Please use this identifier to cite or link to this item: https://dspace.iiti.ac.in/handle/123456789/12521
Title: Deep learning based robust analysis of laser biospeckle data for detection of fungal infected soybean seeds
Authors: Kaler, Nikhil
Supervisors: Bhatia, Vimal
Keywords: Electrical Engineering
Issue Date: 13-Nov-2023
Publisher: Department of Electrical Engineering, IIT Indore
Series/Report no.: MSR039;
Abstract: The agricultural sector holds significant global importance as it serves as a foundation for various industries, plays a crucial role in ensuring food security, and acts as a catalyst for economic growth.
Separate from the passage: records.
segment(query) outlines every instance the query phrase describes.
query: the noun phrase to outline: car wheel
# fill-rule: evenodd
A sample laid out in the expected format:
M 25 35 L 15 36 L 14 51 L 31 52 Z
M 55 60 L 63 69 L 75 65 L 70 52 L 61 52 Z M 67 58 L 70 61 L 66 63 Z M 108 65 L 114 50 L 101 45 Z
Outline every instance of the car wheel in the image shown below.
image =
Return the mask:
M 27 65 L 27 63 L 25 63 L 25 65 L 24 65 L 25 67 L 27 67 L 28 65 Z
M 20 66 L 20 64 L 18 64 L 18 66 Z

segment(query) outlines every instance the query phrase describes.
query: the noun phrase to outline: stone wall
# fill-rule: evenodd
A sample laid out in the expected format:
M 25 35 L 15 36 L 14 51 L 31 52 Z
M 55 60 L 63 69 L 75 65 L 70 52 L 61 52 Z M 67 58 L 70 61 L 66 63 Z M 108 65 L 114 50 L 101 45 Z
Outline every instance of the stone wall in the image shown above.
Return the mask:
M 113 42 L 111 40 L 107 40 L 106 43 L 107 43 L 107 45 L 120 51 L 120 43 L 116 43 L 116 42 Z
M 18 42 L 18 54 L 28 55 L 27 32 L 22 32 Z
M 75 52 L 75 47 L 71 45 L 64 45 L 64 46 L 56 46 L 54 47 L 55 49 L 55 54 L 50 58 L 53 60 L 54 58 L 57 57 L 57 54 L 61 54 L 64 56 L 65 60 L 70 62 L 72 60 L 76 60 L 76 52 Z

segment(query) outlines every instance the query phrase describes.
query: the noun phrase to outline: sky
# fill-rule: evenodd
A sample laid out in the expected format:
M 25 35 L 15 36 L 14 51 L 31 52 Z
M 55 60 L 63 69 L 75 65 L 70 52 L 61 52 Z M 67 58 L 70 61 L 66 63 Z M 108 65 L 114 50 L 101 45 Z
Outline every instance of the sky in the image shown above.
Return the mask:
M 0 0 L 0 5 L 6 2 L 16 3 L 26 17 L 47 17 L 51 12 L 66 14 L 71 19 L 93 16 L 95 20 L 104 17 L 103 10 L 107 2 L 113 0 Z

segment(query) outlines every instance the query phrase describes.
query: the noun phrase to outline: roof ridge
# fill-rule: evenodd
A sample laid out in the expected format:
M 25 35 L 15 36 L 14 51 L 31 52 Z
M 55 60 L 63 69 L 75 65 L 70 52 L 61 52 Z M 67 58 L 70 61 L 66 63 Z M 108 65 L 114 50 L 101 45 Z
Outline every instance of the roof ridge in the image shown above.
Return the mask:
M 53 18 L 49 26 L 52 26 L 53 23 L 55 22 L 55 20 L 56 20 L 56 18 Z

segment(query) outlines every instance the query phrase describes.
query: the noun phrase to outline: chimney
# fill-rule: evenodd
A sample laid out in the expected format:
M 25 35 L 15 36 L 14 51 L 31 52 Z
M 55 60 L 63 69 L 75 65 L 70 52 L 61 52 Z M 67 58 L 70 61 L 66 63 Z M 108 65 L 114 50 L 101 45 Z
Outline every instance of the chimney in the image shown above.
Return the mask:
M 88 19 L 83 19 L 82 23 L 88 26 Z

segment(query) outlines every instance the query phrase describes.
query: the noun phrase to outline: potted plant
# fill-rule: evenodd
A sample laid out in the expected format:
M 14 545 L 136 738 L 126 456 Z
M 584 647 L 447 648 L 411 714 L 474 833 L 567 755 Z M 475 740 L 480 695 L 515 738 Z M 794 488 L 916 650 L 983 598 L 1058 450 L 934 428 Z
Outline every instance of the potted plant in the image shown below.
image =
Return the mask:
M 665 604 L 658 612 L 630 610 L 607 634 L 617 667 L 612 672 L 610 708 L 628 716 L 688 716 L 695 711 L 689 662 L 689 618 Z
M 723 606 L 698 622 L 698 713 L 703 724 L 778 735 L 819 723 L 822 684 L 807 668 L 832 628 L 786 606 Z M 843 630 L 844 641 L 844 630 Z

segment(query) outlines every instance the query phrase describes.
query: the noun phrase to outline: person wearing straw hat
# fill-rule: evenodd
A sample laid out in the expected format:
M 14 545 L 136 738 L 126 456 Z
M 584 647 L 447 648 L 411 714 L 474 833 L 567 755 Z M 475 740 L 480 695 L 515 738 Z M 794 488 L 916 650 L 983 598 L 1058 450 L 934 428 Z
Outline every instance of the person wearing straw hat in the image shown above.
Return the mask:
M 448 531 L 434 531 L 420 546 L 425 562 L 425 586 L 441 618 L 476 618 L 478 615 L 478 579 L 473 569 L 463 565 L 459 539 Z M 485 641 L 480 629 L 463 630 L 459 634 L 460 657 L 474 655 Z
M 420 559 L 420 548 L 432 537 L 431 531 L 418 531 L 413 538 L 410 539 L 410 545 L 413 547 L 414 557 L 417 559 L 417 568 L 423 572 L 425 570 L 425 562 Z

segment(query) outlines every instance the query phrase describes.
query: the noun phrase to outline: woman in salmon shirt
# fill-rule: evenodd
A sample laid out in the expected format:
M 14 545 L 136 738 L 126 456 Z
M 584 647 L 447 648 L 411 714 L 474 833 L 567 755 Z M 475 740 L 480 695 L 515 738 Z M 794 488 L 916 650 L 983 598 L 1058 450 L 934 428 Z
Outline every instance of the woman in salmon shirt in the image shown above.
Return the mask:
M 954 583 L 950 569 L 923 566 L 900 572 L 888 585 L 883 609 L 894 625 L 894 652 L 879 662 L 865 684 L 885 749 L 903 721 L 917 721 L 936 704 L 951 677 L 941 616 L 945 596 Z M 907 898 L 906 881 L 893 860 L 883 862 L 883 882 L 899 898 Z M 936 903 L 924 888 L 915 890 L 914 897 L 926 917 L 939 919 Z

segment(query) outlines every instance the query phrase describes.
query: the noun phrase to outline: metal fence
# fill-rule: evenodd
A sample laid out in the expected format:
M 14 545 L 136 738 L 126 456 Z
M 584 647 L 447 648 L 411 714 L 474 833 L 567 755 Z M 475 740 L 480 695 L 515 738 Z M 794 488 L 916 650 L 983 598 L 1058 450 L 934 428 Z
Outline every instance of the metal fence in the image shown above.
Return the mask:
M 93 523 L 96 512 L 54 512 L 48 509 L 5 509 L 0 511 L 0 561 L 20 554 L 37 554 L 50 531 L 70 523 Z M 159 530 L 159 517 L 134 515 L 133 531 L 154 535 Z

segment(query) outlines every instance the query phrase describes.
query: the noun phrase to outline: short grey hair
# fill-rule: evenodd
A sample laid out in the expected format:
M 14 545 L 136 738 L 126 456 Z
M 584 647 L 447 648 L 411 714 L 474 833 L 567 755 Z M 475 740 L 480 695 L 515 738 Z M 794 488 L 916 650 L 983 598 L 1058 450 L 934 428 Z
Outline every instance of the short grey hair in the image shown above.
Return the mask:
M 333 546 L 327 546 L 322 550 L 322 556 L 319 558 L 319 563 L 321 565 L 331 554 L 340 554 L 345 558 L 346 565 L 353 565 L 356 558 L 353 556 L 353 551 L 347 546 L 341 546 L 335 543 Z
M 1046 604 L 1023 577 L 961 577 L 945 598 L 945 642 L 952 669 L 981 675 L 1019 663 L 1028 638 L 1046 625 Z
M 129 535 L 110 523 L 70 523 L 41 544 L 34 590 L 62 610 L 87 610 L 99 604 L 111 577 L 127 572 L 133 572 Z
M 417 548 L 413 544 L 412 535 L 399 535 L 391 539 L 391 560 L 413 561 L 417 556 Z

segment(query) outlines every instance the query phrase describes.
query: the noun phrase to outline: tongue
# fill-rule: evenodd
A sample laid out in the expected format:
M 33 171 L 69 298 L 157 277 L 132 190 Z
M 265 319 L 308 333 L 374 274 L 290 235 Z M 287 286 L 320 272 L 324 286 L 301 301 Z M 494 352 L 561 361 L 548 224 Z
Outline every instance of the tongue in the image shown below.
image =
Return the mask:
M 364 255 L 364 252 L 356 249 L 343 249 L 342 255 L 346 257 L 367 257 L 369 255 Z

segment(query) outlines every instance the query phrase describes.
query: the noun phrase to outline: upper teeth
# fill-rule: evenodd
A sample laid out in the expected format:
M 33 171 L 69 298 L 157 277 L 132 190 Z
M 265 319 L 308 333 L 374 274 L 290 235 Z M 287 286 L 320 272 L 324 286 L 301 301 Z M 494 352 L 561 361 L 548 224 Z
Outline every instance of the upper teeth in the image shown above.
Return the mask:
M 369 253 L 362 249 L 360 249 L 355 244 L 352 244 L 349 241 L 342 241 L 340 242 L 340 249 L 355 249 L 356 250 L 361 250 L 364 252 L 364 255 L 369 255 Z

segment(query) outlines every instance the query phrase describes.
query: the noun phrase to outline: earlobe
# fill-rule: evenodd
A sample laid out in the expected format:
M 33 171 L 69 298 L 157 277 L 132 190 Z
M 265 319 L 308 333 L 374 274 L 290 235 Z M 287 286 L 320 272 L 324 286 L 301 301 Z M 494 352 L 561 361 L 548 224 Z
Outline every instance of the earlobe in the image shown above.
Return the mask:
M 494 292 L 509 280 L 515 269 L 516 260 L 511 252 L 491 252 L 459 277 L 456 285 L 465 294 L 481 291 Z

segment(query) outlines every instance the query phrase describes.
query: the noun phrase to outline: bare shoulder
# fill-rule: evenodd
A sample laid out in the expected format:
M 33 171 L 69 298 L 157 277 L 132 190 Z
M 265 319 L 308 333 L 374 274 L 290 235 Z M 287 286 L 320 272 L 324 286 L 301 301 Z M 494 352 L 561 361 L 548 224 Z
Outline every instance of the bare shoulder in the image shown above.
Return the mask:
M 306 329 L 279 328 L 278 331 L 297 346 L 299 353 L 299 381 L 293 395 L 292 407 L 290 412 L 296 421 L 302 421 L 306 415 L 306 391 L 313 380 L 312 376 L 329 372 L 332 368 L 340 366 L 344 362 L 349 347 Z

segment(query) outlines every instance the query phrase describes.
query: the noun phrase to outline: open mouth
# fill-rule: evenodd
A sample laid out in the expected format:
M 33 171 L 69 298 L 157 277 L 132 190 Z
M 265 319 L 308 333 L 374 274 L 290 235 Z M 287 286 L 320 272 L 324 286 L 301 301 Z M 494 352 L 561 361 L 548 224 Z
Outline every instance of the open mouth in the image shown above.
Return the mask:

In India, agriculture assumes paramount significance by providing livelihood opportunities, making substantial contributions to the country’s gross value added (GVA), and providing crucial economic sustenance to the low-income population. However, seed-borne pathogens, including bacteria, fungi, and viruses, significantly challenges crop production. These pathogens adversely affect seed germination and seedling establishment, resulting in low crop yields and reduced productivity. Soybean, a crucial crop worldwide, serves various purposes such as food security, animal feed, biofuel production, and sustainable agriculture. Seed-borne diseases in soybeans are transmitted through infected seeds and pose threats to plant health, vigor, and overall productivity. Enhancing productivity and satisfying global food demands depend on addressing these challenges and ensuring healthy and high-quality seeds.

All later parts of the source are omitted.